Senate hopeful George Allen, House Majority Leader Eric Cantor and Rep. Jim Moran won their primary elections in Virginia Tuesday, according to the Associated Press.
Allen brushed aside three conservative Republican rivals, setting up a fall battle to regain the seat he lost in 2006. With about 15 percent of the vote counted Tuesday, Allen had almost 65 percent. Bob Marshall, a state legislator and hero of religious conservatives, had 5 percent. Tea party leader Jamie Radtke had 25 percent of the vote, and Chesapeake minister E.W. Jackson had 4 percent.
Allen's victory sets up a November clash with another former Virginia governor, Tim Kaine, in a campaign closely tied to the presidential race in a battleground state both parties consider vital for victory.
Six years ago, Allen had been heavily favored for re-election and a possible GOP presidential hopeful until his chaotic, gaffe-strewn campaign against Democrat Jim Webb self-destructed.
Cantor easily won his Republican primary race in Virginia, brushing aside a challenger he had trounced in the November election two years go.
Cantor is second only to Speaker John Boehner in the leadership of the House's large Republican majority.
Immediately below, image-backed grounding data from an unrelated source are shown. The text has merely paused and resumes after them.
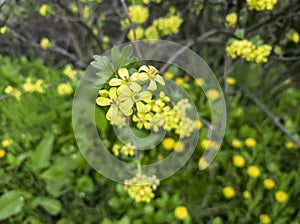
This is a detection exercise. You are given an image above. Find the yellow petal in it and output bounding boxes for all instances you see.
[118,85,132,97]
[129,82,141,92]
[136,101,147,114]
[120,99,134,115]
[137,72,149,82]
[138,65,149,73]
[110,106,119,121]
[106,106,112,120]
[144,122,151,129]
[96,97,111,106]
[109,78,122,86]
[109,87,118,99]
[118,68,129,80]
[139,91,152,102]
[147,80,157,91]
[154,75,165,85]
He had 79 percent of the vote over Floyd Bayne.
Bayne got less than 7 percent of the vote in 2010 election when ran as the Independent Green nominee against Cantor.
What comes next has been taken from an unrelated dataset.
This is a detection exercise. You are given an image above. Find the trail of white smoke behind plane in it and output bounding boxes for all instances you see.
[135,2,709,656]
Cantor faces Democrat Wayne Powell this November in Virginia's heavily Republican 7th District. Powell, a Richmond lawyer and retired Army colonel, clenched his party's nomination after other Democrats dropped out.
Moran easily vanquished a little-known challenger in the 8th District Democratic primary as he seeks his 12th term in Congress. Moran represents heavily Democratic Alexandria and Arlington. He won 68 percent of the vote Tuesday over challenger Bruce Shuttleworth.
Shuttleworth, a former Navy fighter pilot, challenged Moran on ethics issues, raising questions about persistent conflicts of interest for the 67-year-old congressman.
Shuttleworth barely made the primary ballot. Democratic Party officials initially ruled he had too few registered voter signatures on his qualifying petitions. He sued and party officials relented.
Moran's brother, Brian, is the Democratic Party of Virginia chairman.
Moran faces a November rematch with Republican Patrick Murray, whom he beat by nearly a 2-to-1 ratio in 2010.
Polls in Virginia closed at 7 p.m. Tuesday.
It was a quiet day at most Fairfax County polling places, even though voters were choosing a Republican candidate to represent the party in one of the most important Senate races in the country, one that could decide the balance of power in the U.S. Senate.
Most voters News4 spoke to said the well-known and experienced Allen provides the best chance of winning in November.
Other voters who cast ballots for Allen said after he stumbled in 2006 with several well-publicized campaign gaffes, they want to give him a second chance.
Turnout ranged from 1 percent to 12 percent -- light-to-moderate turnout -- according to Justin Riemer, of the Virginia Board of Elections. The council race in Alexandria boosted voting there. Weather had minimal impact, Riemer said.